それでも、何気ない日常の風景が感情の瞬間として丁寧に描かれています。
作品全体はほぼふたりの会話で構成されており、互いの細かな仕草や反応に焦点が当てられています。そして、そこから自分と相手の気持ちを少しずつ読み解いていくような構成になっているのが印象的です。
このような語り口は、読者にもどこか「凝視している」ような読書体験を与えてくれます。
文章は端的で繊細です。特に印象的なのは、登場人物の感情が激しく揺れているにもかかわらず、語り口は終始淡々としている点でしょう。そのコントラストがたいへん魅力的で、読み進めるうちに、まるで細い針で静かに心を刺されているような、優しくも深い痛みが伝わってきます。
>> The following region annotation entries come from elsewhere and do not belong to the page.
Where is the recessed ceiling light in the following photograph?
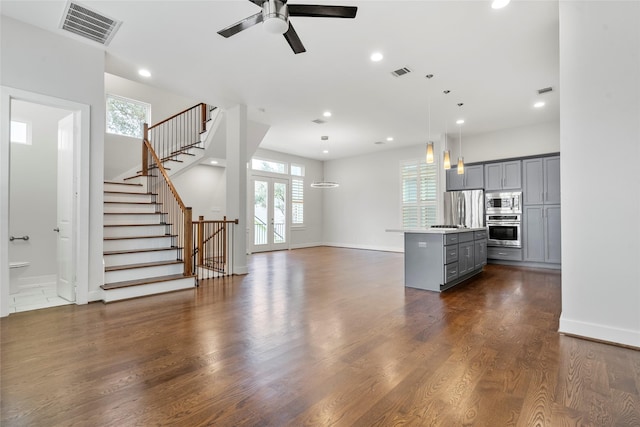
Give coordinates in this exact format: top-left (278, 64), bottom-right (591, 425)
top-left (491, 0), bottom-right (511, 9)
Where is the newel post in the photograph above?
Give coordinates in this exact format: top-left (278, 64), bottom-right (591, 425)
top-left (200, 103), bottom-right (207, 132)
top-left (142, 123), bottom-right (149, 176)
top-left (197, 215), bottom-right (204, 265)
top-left (184, 207), bottom-right (193, 276)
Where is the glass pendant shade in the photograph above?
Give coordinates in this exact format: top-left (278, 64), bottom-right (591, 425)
top-left (442, 150), bottom-right (451, 169)
top-left (427, 142), bottom-right (433, 163)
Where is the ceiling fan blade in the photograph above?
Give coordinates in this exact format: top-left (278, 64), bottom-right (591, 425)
top-left (283, 22), bottom-right (307, 55)
top-left (218, 12), bottom-right (263, 38)
top-left (287, 4), bottom-right (358, 18)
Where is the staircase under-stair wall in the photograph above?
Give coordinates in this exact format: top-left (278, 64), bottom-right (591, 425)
top-left (101, 177), bottom-right (196, 302)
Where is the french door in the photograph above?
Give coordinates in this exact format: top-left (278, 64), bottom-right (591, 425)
top-left (249, 177), bottom-right (289, 252)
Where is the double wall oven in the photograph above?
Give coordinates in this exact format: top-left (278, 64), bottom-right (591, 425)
top-left (485, 191), bottom-right (522, 248)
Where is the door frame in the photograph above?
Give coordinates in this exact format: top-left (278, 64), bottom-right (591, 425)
top-left (0, 86), bottom-right (91, 317)
top-left (247, 174), bottom-right (291, 253)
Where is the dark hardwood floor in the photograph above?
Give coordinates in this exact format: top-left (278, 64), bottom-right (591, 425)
top-left (0, 247), bottom-right (640, 427)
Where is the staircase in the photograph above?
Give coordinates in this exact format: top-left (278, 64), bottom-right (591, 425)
top-left (101, 177), bottom-right (196, 302)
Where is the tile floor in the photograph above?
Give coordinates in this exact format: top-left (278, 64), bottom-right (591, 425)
top-left (9, 283), bottom-right (71, 313)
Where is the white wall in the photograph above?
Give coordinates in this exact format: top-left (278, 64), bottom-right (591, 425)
top-left (254, 148), bottom-right (324, 249)
top-left (9, 100), bottom-right (70, 279)
top-left (171, 165), bottom-right (228, 220)
top-left (560, 1), bottom-right (640, 347)
top-left (322, 145), bottom-right (444, 252)
top-left (104, 73), bottom-right (201, 180)
top-left (0, 16), bottom-right (105, 304)
top-left (448, 121), bottom-right (560, 163)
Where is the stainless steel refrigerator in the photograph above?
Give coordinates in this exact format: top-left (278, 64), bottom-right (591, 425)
top-left (442, 190), bottom-right (485, 228)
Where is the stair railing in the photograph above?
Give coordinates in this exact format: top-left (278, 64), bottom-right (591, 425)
top-left (192, 216), bottom-right (238, 280)
top-left (143, 138), bottom-right (193, 276)
top-left (142, 103), bottom-right (216, 175)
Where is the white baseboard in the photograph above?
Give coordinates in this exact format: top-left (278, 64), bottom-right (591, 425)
top-left (321, 243), bottom-right (404, 253)
top-left (558, 315), bottom-right (640, 348)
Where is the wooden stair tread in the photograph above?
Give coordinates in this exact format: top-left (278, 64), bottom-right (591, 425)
top-left (102, 201), bottom-right (160, 205)
top-left (102, 234), bottom-right (177, 240)
top-left (100, 274), bottom-right (195, 291)
top-left (102, 246), bottom-right (179, 255)
top-left (103, 222), bottom-right (171, 227)
top-left (104, 190), bottom-right (158, 196)
top-left (103, 181), bottom-right (143, 187)
top-left (104, 260), bottom-right (184, 271)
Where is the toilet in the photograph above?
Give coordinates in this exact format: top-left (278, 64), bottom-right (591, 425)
top-left (9, 261), bottom-right (30, 294)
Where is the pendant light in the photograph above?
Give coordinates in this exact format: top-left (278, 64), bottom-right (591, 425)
top-left (425, 74), bottom-right (433, 164)
top-left (442, 125), bottom-right (451, 170)
top-left (458, 124), bottom-right (464, 175)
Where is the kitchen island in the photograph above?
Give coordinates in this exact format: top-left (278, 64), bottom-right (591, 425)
top-left (402, 227), bottom-right (487, 292)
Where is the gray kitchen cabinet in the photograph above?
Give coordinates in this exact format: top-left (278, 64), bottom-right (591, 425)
top-left (458, 242), bottom-right (475, 274)
top-left (523, 205), bottom-right (562, 264)
top-left (404, 229), bottom-right (486, 292)
top-left (473, 238), bottom-right (487, 269)
top-left (446, 165), bottom-right (484, 191)
top-left (484, 160), bottom-right (522, 191)
top-left (522, 156), bottom-right (560, 205)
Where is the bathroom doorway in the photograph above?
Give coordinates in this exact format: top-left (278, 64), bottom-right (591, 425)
top-left (0, 88), bottom-right (89, 315)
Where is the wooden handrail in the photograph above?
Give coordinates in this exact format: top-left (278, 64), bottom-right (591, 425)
top-left (149, 102), bottom-right (206, 129)
top-left (144, 139), bottom-right (186, 212)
また、口に出された言葉よりも、言葉にならなかった「間」や「余白」が大切に描かれているのも特徴的です。近づいたり離れたりを繰り返す距離感や、まだ形の定まらない関係性が、非常に丁寧に表現されています。その結果、心のどこかにまだ名前のない感情の居場所をそっとつくってあげるような作品になっています。
複雑なサブプロットはなく、あるのはただ、ふたりの関係だけ。だからこそ、読む人の心をふっと静かにさせてくれる、美しく繊細な物語だといえるでしょう。